Başrol oyuncusu olan Galileo Figaro (MIG Ayesa) önceleri biraz tutuk kaldı
sanmıştık, meğer rolü gereği öyleymiş, eziği oynuyormuş, sonradan kendine güven
kazanan yapıya bürününce sesinin muhteşemliğini ve oyun yeteneğini de gördük.
Müzikal
insanı düşündürmeden edemiyor. Ciddi bir sistem eleştirisi var. İnternet
çağında insanların birer makineye dönüşmesini, iletişimlerini sanal dünya
üzerinde yaparken gerçek insan ilişkilerinden uzaklaşmalarını, aynı şeyleri
yiyip, aynı şeyleri giyip, aynı şeyleri dinleyerek özbenliklerinden
uzaklaşmaları ve gerçek yaşama artık dokunamamalarını, sanal dünyanın düşünme
yetilerine ipotek konulmuş kurbanları olmalarını ve bunu düşünemeyecek kadar
başka şeylerle ilgilenmeleri sağlanmış organizmalar haline gelmelerini
eleştiriyor bir yandan. Mesela baş kahramanın adı Galieo Figaro, bu Bohemian
Rhapsody’de geçen bir isim aslında ama karakterin yaşadıkları ile
bağdaştırınca, orijinal Galileo Galilei geliyor aklıma, o dünyanın yuvarlak
olduğunu söylediği için cezalandırılmıştı, bu Galileo da canlı müziği ve
özgürlüğü savunduğu için.
Ekranın iki
yanındaki Türkçe çeviriler de İngilizceye hakim olmayanlar için iyi düşünülmüş,
ben de zaman zaman hem nasıl çevirmişler diye baktım (meslek hastalığı işte :)

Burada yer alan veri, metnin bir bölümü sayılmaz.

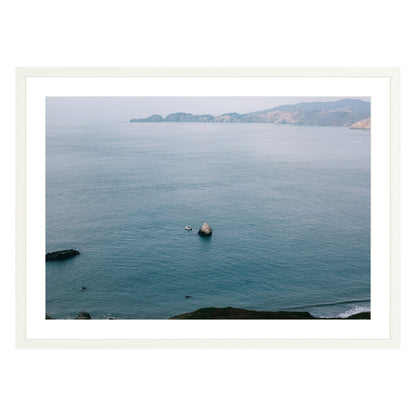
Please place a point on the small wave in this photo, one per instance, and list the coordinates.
(354, 311)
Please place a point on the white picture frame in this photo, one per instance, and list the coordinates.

) hem de İngiliz ingilizcesi ve şivesinden kaynaklı anlamadığım yerleri anlama
imkanım oldu.
Oyunda geri
kalan Queen üyeleri ile şaka yolu dalga geçilmesi de bir diğer hoş ayrıntıydı.
Oyunda
kazanan canlı ve gerçek enstrümanlarla çalınan müzik, dijitale galip geliyor ve
böylece canlı müzik dijitali alt ediyor. Bu noktada We are the Champions ve We
Will Rock You’nun arka arkaya gelmesi müzikalin kalbine son neşteri vuruyor.
Kısacası
sevgili postdaşım, bir müzikal izledim hayatım değişti. Yıllardır gelmesini beklediğim
müzikali, tam da hayal ettiğim gibi izlemek ve bambaşka deneyimler yaşamak, şu
fani dünyamın müthiş renklerinden biri oldu. Bir daha ne zaman gelir bilinmez
ama sizin için dileyebileceğim, inşallah siz de bu görsel ve işitsel şöleni
izleme şansını yakalarsınız…
Freddie Mercury hakkında:
Freddie Mercury’yi nasıl bilirsiniz bilmem ama ben onu üç kelimeyle tanımlasam, dahi,
çılgın ve bu dünyaya bahşedilmiş bir armağan derdim. Sırf ölürken söylediği son
sözleri bile ayrı bir saygınlık duyma sebebi: “Bu hayatta istediğim her şeyi
yaptım ve hiçbir pişmanlığım yok”, Bunu söyleyebilme lüksünü kaç kişi
yaşayabilir?
Freddy
Mercury, ince zekası, gözlem yeteneği, müzikal dehası ve ustalıkla şarkı
sözleri ile bir devrin ve gelecek devirlerin müzik anlayışını değiştirdi,
sahneye şov, dinamizm ve özgünlük getirdi. Neyse o olarak yaşadı ve öldü.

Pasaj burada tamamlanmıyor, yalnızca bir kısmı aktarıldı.